Quite random, right? Interestingly, they all have a purpose.

He explains that in order to have a great life you need to embrace the following in relation to them:

1. A tennis ball
You should have an intense focus just as his dog does for a tennis ball – always curious and always glued to one core thing.

2. A circle
You are the average of your five closest friends. Plain and simple. Choose your friends wisely.

3. The number 30,000
Life is short, and never forget that the average human only has about 30,000 days on this planet so each day must be maximized.

cheat_sheet

So, it got me thinking?

If I were to use the above as inspiration to develop a cheat sheet for presenters, what would I include? After some initial thought and some reflection, I landed on these these three critical items:

1. A bag of dirt
2. A children’s book
3. A racing bib

1. A bag of dirt
The best presenters are gritty.

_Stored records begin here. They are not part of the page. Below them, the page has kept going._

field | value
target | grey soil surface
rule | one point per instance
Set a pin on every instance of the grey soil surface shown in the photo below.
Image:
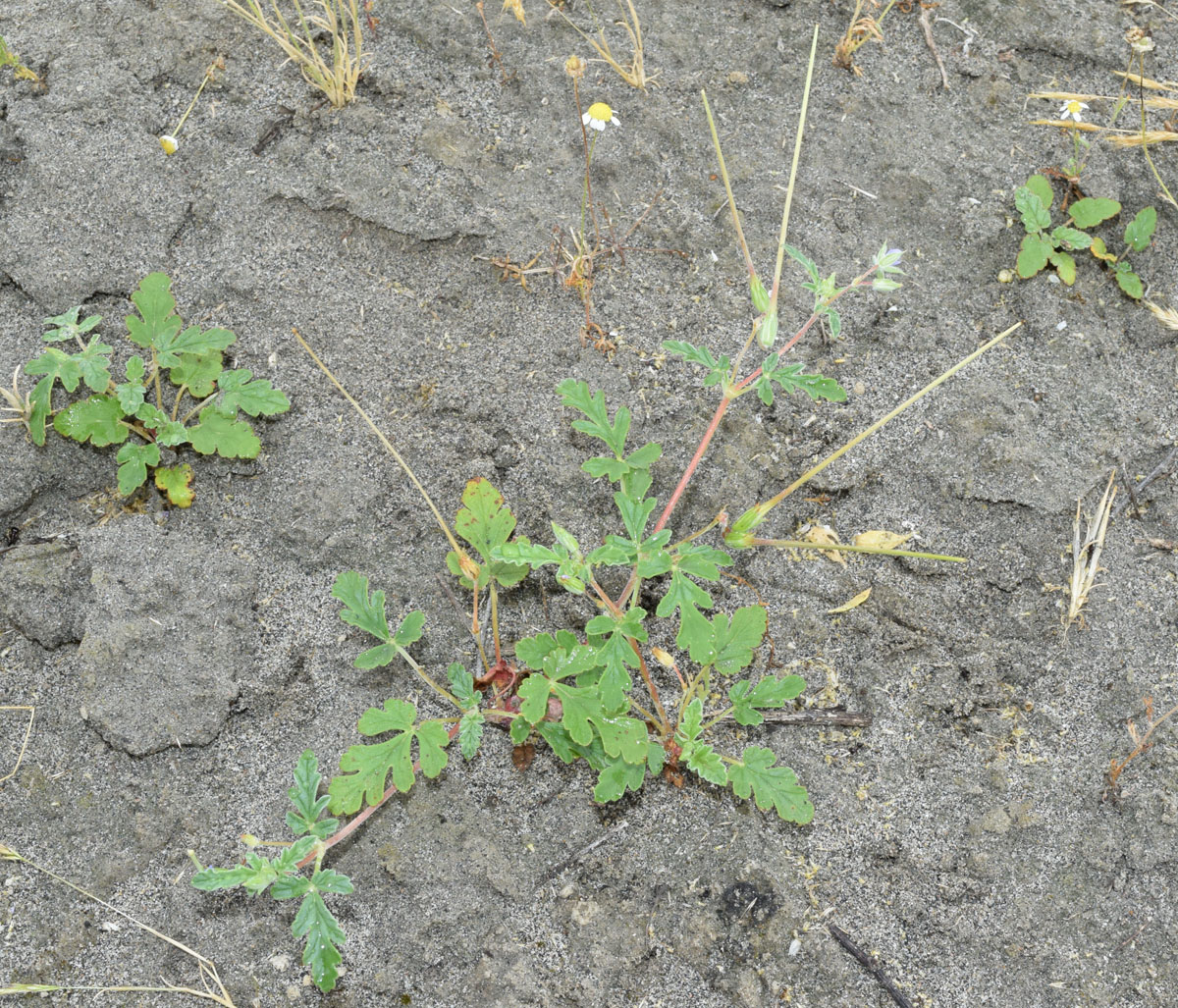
(180, 661)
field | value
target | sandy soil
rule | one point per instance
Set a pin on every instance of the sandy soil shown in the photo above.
(180, 661)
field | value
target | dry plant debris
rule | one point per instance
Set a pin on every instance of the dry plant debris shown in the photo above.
(341, 20)
(1087, 553)
(634, 75)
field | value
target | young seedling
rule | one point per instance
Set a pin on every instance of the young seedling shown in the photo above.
(635, 73)
(1043, 243)
(1075, 107)
(1087, 554)
(134, 412)
(602, 691)
(281, 875)
(335, 76)
(9, 59)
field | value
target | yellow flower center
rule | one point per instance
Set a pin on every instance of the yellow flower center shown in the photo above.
(601, 112)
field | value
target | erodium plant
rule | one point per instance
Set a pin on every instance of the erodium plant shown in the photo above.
(602, 690)
(176, 395)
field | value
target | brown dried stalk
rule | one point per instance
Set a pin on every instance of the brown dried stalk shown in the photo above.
(1087, 552)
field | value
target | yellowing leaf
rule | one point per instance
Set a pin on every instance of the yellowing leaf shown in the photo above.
(882, 540)
(859, 600)
(824, 535)
(176, 483)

They dig in. They grind it out. They understand that presentations at their core are hard work. For instance, if you were to give a 45 minute presentation on a random topic like giraffes, that is at least an 18-22 hour investment of time and energy. Yet, so many presenters think 2-4 hours will be sufficient. Presenters must not be afraid to get their hands dirty.

2. A children’s book
This point is two-fold. For starters, every person has a story to tell and they should never forget it. But more importantly, everything you say and present visually on stage always needs to be kept simple.

3. A racing bib
I want to paraphrase Bill Gates here. He once shared this paraphrase when asked about his life and technology.

…there is no finish line.”

It fits not only for life but presentations as well. Presentations are always going to require your best effort and it is a continuous race. It’s a craft that will never be perfected and should be worked on until the day you retire or beyond.

That’s my presenter’s cheat sheet. What would you include in yours?